A second edition in the '70s listed new words, but incorporated no major changes. A third edition appeared a few months ago. It is different enough to have made me want to own it. The price is $39.95, but many stores are selling it at a hefty discount. Speaking of hefty, it weighs 6 pounds, 13 ounces -- 26 ounces more than my old one. My arthritic hands would have preferred to handle it in two volumes.

The old volume had 155,000 entries and 1,550 pages. The new contains more than 200,000 entries and 2,140 pages. There are said to be 16,000 "new" words and meanings (new since when?), but "wannabe," for instance, is not one of them, though "wonk" is. Curiously, it has 10 fewer pages of roots, though relevant English derivatives are highlighted better. Have the editors grown less sure of the link between certain words and their presumed roots?

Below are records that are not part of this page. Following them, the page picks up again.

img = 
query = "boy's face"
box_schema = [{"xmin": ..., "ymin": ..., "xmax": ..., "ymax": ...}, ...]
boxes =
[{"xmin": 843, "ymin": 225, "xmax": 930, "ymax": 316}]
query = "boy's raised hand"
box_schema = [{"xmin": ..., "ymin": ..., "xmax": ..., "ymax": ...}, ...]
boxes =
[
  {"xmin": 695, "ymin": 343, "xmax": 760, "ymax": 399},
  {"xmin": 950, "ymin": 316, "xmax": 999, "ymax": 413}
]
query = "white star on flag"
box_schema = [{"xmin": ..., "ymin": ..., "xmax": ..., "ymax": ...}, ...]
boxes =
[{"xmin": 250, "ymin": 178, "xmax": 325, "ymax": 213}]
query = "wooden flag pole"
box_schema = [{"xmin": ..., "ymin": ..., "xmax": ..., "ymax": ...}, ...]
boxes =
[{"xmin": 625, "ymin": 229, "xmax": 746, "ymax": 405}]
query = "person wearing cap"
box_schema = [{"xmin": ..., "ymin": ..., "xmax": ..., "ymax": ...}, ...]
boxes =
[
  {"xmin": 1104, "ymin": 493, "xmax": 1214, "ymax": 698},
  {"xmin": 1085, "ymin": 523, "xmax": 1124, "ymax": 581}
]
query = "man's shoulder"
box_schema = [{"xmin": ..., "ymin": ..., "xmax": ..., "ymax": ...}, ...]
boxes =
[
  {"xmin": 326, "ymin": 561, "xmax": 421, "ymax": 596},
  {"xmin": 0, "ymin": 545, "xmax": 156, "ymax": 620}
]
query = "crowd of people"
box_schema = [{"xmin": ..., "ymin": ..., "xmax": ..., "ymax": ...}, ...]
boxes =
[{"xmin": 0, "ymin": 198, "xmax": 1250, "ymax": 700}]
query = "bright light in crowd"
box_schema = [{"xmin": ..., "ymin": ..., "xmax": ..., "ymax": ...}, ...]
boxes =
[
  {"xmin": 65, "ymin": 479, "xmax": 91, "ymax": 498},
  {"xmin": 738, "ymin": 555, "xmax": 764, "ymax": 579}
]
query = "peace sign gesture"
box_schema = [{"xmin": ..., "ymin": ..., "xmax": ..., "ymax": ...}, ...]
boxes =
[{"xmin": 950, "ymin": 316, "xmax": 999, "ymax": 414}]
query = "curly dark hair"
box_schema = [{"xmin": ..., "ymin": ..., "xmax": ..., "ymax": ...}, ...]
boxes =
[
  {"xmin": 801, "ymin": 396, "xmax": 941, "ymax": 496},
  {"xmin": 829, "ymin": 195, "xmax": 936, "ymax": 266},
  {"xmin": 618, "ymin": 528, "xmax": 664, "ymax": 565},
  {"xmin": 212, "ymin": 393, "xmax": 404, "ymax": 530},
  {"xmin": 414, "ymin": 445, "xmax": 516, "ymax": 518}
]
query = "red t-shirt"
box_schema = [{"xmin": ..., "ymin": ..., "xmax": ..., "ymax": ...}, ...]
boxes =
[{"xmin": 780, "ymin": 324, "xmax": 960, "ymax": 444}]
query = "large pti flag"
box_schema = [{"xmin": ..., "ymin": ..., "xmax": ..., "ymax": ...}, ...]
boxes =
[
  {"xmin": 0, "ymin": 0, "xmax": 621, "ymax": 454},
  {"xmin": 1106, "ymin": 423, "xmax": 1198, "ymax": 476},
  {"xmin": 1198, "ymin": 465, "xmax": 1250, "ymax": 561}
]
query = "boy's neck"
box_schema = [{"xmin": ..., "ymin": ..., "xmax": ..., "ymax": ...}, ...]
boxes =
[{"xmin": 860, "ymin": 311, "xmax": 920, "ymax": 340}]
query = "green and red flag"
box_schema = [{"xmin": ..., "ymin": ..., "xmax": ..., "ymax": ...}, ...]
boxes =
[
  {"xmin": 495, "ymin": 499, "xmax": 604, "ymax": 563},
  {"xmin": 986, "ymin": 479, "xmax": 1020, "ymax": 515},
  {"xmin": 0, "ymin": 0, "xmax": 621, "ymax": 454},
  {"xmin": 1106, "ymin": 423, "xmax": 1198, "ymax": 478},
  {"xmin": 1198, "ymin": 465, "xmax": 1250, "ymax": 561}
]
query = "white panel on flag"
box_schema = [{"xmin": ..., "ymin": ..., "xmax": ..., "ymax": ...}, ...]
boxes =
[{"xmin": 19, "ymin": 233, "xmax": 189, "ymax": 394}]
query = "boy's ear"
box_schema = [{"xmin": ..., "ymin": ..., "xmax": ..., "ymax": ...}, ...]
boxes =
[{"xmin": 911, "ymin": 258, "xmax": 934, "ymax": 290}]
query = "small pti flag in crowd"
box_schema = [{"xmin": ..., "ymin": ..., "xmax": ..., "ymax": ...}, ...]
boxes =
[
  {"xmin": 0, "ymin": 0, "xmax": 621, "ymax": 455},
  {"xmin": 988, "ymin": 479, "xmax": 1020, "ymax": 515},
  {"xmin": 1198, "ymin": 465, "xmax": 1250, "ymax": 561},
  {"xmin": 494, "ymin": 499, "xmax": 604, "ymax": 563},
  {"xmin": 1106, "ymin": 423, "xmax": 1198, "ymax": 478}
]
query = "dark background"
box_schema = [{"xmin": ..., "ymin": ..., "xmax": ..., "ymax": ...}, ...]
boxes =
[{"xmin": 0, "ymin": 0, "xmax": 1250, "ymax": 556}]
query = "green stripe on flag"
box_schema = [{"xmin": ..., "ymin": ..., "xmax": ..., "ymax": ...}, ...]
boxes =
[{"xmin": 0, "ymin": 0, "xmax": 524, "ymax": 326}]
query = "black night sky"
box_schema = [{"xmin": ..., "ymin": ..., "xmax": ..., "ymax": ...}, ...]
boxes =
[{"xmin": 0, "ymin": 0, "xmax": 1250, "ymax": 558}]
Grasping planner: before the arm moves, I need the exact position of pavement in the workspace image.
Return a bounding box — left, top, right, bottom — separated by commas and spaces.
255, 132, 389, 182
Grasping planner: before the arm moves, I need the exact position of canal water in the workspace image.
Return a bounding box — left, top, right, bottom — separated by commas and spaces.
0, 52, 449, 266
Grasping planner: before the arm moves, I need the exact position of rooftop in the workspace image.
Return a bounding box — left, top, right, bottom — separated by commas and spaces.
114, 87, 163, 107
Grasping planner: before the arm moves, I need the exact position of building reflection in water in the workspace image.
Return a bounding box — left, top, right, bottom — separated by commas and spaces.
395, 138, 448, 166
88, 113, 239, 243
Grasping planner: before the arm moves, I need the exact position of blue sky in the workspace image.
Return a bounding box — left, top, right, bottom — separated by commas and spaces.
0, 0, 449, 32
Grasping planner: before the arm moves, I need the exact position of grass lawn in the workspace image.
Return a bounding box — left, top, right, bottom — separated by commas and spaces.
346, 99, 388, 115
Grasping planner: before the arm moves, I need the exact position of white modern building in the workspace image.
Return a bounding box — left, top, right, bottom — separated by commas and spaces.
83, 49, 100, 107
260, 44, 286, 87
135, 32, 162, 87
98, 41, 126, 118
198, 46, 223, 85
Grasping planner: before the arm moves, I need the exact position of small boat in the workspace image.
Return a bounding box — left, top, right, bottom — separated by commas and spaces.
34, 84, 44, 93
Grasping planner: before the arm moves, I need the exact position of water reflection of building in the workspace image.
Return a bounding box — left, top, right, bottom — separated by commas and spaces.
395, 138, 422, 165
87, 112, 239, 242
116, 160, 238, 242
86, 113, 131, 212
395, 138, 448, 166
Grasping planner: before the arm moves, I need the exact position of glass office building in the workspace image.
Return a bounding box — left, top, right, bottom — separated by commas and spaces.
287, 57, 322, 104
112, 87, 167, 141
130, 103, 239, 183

Retained are all the naughty words which sparked so much controversy in the first edition. Clearly labeled "vulgar slang," they include each naughty word, along with an illuminating "word history." These histories, numbering more than 400, are an entirely new feature and are the work of one editor. Though I found his choices a bit odd at times, and his comments occasionally strained and overly scholarly, they are generally enjoyable.

Also retained are highly discriminating synonym paragraphs (more than 900), and usage notes (more than 500). The usage panel of 173 experts included wordsmiths like Edwin Newman, Alistair Cooke, Annie Dillard, Garrison Keillor and Anne Tyler. This panel tells you how a word should be used, thereby making it the most prescriptive of the best-selling dictionaries.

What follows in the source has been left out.